Microfinance helps to promote financial inclusion among those with low incomes who lack access to traditional financial institutions.

What is Microfinance?

Microfinance services are intended for low-income individuals with limited financial resources who are unable to access traditional financial institutions.

Almost all microfinance institutions offer loans to their members, and many also offer things like insurance, savings and other services.

The concept of microfinance was pioneered by the founder of Grameen Bank, Muhammad Yunas, who was awarded the Nobel Peace Prize in 2006 for his work.

Grameen Bank: The Roots of Microfinance

The Grameen Bank research project was launched in 1976 in Jobra village in the Chattogram District of Bangladesh. This project was then transformed into a bank in 1983, with an aim of “alleviating poverty and empowering the marginalized poor in Bangladesh through micro-credit.”

  • Unlike with mainstream financial institutions, customers of Grameen Bank don’t have to have collateral to get approved for credit
  • 98% of its borrowers are women, and 2/3 of these women have moved on to better lives through poverty alleviation
  • Grameen Bank is now present in 94% of villages in Bangladesh and has 10.46 million borrower members
  • It offers education loans, new entrepreneurship loans and scholarships to borrower members’ children
  • The bank has a humanitarian program called the Struggle (Beggars) Members Program, which has helped 21,383 people give up begging to become self-sufficient
  • They have a 96.68% recovery rate as of December 2023

Why is Microfinance Important?

“For anyone living in the western world, the role of microfinance can sometimes be difficult to understand. It’s tough to imagine what life would be like without access to even the most basic financial services. When the Five Talents team introduces our supporters to microfinance, we ask them to imagine starting a small business without access to a bank, or to imagine trying to plan for your children’s future without a savings account. For the 1.7 billion people who don’t have a bank account, these situations are a reality”Five Talents

Microfinance can help individuals and small businesses to grow their incomes and become self-sufficient. It promotes financial inclusion and empowers people who, without microfinance, would lack access to traditional financial institutions and banking services. By providing microfinance to small businesses, business development is encouraged with can further improve the economic situation of poverty-stricken areas.

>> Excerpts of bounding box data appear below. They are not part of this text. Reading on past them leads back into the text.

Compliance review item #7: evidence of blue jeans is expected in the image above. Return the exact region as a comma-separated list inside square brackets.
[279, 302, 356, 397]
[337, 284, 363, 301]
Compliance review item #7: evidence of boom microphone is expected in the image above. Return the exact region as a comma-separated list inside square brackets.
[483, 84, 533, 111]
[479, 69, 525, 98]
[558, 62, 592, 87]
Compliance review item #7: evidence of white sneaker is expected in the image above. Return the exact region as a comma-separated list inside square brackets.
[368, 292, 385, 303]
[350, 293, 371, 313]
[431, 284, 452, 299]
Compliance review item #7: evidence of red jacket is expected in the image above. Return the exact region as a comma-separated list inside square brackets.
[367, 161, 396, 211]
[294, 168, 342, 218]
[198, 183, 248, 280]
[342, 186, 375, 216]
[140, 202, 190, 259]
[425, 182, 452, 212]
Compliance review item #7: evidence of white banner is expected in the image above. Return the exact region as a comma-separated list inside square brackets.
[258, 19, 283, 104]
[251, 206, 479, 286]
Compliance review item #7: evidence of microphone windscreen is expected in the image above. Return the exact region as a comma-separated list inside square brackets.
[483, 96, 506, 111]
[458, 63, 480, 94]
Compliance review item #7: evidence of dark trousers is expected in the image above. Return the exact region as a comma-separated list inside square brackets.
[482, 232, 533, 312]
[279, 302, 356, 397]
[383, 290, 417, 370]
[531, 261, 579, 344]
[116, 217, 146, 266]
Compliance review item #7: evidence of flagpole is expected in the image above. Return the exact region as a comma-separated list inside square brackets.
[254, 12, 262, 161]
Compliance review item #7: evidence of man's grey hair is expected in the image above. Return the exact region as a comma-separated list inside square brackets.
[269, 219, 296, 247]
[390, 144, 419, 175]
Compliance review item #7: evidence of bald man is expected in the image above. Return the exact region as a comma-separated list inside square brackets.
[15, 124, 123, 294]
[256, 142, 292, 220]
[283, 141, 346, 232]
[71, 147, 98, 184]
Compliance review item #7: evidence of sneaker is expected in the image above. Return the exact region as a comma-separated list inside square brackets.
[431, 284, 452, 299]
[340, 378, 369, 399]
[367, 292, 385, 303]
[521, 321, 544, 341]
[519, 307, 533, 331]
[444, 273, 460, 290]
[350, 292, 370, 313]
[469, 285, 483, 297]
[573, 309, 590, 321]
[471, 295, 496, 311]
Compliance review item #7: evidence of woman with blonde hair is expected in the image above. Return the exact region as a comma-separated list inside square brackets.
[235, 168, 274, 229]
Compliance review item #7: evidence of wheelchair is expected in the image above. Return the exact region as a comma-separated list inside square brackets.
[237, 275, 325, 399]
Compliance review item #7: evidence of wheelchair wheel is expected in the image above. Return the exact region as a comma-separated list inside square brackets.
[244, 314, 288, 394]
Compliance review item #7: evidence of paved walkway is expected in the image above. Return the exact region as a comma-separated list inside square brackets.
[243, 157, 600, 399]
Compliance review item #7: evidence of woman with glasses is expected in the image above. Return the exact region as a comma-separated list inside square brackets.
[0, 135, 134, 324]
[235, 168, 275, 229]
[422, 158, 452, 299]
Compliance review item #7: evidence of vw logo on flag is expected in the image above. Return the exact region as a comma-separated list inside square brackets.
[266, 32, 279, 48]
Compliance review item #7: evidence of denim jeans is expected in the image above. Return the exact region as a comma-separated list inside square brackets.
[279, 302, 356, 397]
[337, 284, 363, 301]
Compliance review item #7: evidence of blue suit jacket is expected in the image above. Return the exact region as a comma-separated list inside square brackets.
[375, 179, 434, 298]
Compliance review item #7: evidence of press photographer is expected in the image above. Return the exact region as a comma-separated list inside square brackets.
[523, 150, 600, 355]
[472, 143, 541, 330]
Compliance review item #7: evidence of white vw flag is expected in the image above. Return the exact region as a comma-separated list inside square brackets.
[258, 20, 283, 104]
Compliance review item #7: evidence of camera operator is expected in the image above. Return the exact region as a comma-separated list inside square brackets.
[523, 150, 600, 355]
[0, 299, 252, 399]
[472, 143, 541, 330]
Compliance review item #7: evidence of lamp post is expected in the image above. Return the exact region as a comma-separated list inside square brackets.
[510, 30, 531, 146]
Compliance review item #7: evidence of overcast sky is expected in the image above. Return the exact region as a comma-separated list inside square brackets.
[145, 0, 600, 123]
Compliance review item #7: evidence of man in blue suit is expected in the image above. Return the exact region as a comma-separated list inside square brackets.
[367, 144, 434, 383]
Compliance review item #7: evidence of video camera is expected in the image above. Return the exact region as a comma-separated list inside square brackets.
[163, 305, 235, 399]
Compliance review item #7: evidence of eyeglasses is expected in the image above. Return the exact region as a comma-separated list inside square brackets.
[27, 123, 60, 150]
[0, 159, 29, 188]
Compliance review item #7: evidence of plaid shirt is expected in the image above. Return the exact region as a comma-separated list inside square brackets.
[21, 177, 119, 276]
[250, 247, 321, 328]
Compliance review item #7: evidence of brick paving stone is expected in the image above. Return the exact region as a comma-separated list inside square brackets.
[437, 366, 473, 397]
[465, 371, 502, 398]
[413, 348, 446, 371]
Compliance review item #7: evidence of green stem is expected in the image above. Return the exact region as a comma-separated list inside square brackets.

“When provided in a financially sustainable way by a well-managed provider, it [microfinance] stimulates and supports economic activity, helping to alleviate poverty and increase financial inclusion. But if delivered carelessly, or exploitatively, it can also have negative consequences. Its success or failure depends in part on the financial expertise available to providers and their clients” ICAEW

As stated by the ICAEW, microfinance must be handled with care and consideration as there is a risk of worsening the situation for those who are already in tough economic situations.

Supporting Women: The MicroLoan Foundation

The MicroLoan Foundation provides business loans and training to rural women facing poverty in sub-Saharan Africa.

  • They have supported 390,000 female entrepreneurs so far
  • They have a loan repayment rate of 99%
  • Before receiving a loan, women take part in seven training sessions to help them improve their business and financial literacy
  • Their customers are encouraged to build savings to help them when the unexpected takes place, such as crop failure or family illness
  • Their loans must be invested in income generating activities and are repaid over four or six month cycles
  • The MicroLoan Foundation lends to groups of five women, meaning the women are jointly responsible for their loans, essentially acting as guarantors for one another. The women form their own groups before taking out a loan

Overall, microfinance, when handled correctly, has been proven as a great tool to promote financial inclusion worldwide, especially among women.